In the Bamber ruling, Mr Justice Knowles said he did not accept the existence of evidence was capable of determine the case ‘in any meaningful way’. He said that Bamber had ‘relentlessly explored every avenue of challenge up to and including the European Court of Human Rights’, including a number of applications to the CCRC. 

Bamber’s legal team argued that the CPS had misapplied the Nunn test.

‘If ever there was a case where the CCRC should be approached to make a decision on what is said to be new evidence, it is this one,’ said Mr Justice Knowles. ‘This is a massively complex case which has been investigated and re-investigated by more than one police force over some 35 years.’ The body of material was ‘vast’. ‘After so many years, and so much litigation, the CCRC is the body undoubtedly best placed to consider the Claimant’s arguments,’ he continued.

The judge went on to call judicial review ‘a hopelessly blunt tool’. ‘Even deciding what disclosure has, or has not, been made is fraught with difficulty… It simply does not have the material or understanding of all the detail of the case to be able to make that determination.’
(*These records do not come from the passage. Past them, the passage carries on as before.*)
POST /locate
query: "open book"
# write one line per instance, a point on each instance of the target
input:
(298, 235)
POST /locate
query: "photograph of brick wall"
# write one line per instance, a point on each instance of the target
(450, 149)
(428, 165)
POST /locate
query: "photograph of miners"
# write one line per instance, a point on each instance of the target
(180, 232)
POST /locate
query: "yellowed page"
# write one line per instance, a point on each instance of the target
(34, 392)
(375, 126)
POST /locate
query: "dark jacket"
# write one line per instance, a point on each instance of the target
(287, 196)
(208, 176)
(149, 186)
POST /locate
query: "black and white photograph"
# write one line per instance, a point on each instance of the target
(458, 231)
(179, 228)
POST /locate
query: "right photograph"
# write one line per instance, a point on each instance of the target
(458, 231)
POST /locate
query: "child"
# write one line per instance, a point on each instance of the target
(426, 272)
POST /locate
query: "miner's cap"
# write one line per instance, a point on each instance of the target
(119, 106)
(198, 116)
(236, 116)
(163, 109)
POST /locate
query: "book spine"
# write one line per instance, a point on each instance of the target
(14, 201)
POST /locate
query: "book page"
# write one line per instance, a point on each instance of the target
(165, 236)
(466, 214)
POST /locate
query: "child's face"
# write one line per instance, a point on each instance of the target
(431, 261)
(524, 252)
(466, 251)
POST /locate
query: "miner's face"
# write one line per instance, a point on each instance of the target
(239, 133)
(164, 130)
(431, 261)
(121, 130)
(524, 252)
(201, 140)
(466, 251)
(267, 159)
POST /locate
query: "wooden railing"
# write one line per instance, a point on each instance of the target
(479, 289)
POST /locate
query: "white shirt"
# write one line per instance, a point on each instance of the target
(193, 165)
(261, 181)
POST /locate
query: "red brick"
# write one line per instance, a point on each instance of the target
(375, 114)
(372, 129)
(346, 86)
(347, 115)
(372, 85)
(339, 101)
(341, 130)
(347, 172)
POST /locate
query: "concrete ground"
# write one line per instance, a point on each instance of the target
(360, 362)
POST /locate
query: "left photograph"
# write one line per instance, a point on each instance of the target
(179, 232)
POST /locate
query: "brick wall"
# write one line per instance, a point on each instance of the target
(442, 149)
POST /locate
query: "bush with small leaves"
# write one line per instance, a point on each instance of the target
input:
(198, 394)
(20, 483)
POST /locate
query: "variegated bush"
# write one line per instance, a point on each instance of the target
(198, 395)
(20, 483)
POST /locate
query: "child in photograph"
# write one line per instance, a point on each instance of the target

His solicitor, Mark Newby called the decision ‘disappointing’ and said that there were ‘the makings of a fresh submission to the CCRC’. ‘The High Court declined a request…  which would have answered a very material aspect of this case namely – prima facie conclusions reached by an eminent ballistics expert that there may have been two silencers examined in this investigation,’ he said. ‘The issue could have been answered by disclosing just 27 documents out of an overall case file running to several million pages.’

He said that ‘the most expedient and resource sensitive way to address this important issue’ was through a judicial review; however he nw says that the ‘onus’ is on the CCRC.